Теперь здесь стоит тишина. Только в одном окопе кто-то сделал могилку, воткнул в неё плохонький крест и на нем, видимо, заботливой рукой синим карандашом написал: «Убит старший унтер-офицер 11-й роты русской армии Ермаков».
Какую цель имел автор этой надписи? Кто его знает, но, во всяком случае, весьма трогательна мне эта его заботливость — сохранить по возможности от полного забвения имя убитого.
Тут что-то стало мне очень, очень грустно. Откуда-то сюда из далекой России пришел старший унтер-офицер Ермаков и вот сейчас лежит он один среди чуть заснеженных здешних чужих ему полей. Никогда больше ему не увидеть своего родного края, дома, и его родные долго-долго не будут знать о его судьбе и, во всяком случае, не поедут разыскивать его сюда.
Запашут потом это поле, потеряется сей убогий крестик, и исчезнет в земле бесследно старший унтер Ермаков…
Грустно. Грустно. И ещё раз грустно.
Так ходил я, пока ноги не загудели. Затем обратно в сторону штаба направился. Там и встретил своего бывшего сокурсника, который здесь на фронте с самого начала был.
Лучше бы и не встречал. Настроение от этой встречи у меня лучше не стало.
— Как-то ещё в начале осени с одного часу до пяти дня производил я санитарный осмотр одной бригады нашей пехотной дивизии…
Мой бывший соученик, кивнул мне и опростал стопку.
— Потрясающе, Иван, грустная картина… Дождь не первый день льет, насквозь промокли все палатки, мокры сами наши солдатики, — последовала недолгая пауза. — Площадь стоянки вся загажена… Солдаты по нескольку суток не видят обыкновенного свежего хлеба, да и сухарей зачастую им не хватает, каши тоже вдоволь не едят, сапоги у многих совсем развалились…
Говоривший поёжился. Вспомнил сентябрь, о котором рассказ шёл.
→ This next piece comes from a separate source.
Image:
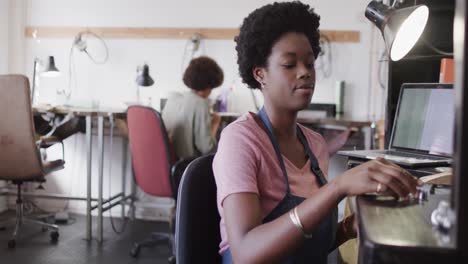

— Чего только много было, то это всяких предписаний и циркуляров для зависящих распоряжений, полных трюизмов и маниловщины, вроде того, что солдаты должны перед пищей тщательно мыть руки, пить только кипяченую воду…
Я разлил.
Выпили без тоста.
— Получена ещё в дивизии была нелепая телеграмма от главнокомандующего, которую могу привести тебе, Ваня, в текстуальной точности: «В видах предупреждения желудочных заболеваний главнокомандующий разрешил по 1 ноября отпуск бутылки красного вина на каждого нижнего чина армии для прибавления к чаю или теплой отварной воде; интендантству приказано ускорить приобретение и отпуск вина; впредь до отпуска вина натурой таковое приобретать покупкою с предъявлением счетов».
Мой бывший сокурсник тяжело вздохнул.
— По бутылке красного вина на каждого нижнего чина армии! Представляешь!!!
Да уж…
Ума палата…
— Типичное немышление в высоком кабинете сидящих людей, не видящих действительность в глаза и в лучшем случае играющих в руку кому-то, который при означенной операции наживет большие гешефты!
Тут говорящий потёр свой большой палец об указательный.
— Действительность же неприкрашенная, Иван, такова, что солдаты наши… буквально голодают, получая даже в счастливые дни не более фунта хлеба, а то все время — на сухарях, да и тех не в полной даче… В один голос несчастные вопиют: «Дайте, в-ство, только хлебушка!» Трагическая картина. Кроме того, солдату недодают чаю и сахару, а также каши. Самое большое — если иногда дадут по одному пиленому куску сахару в день! Солдаты к тому же все оборвались — у многих нет шинелей, сапоги развалились, нет белья, кроме того, которое на теле преет. Все обовшивели, исчесались! Один ужас и ужас…
За такими разговорами надрались мы по самое не могу — завтра ни ему, ни мне не предстояло никуда ехать. Так в штабе сказали.
— при написании именно данной главы использованы воспоминания военного врача Русской императорской армии Василия Кравкова.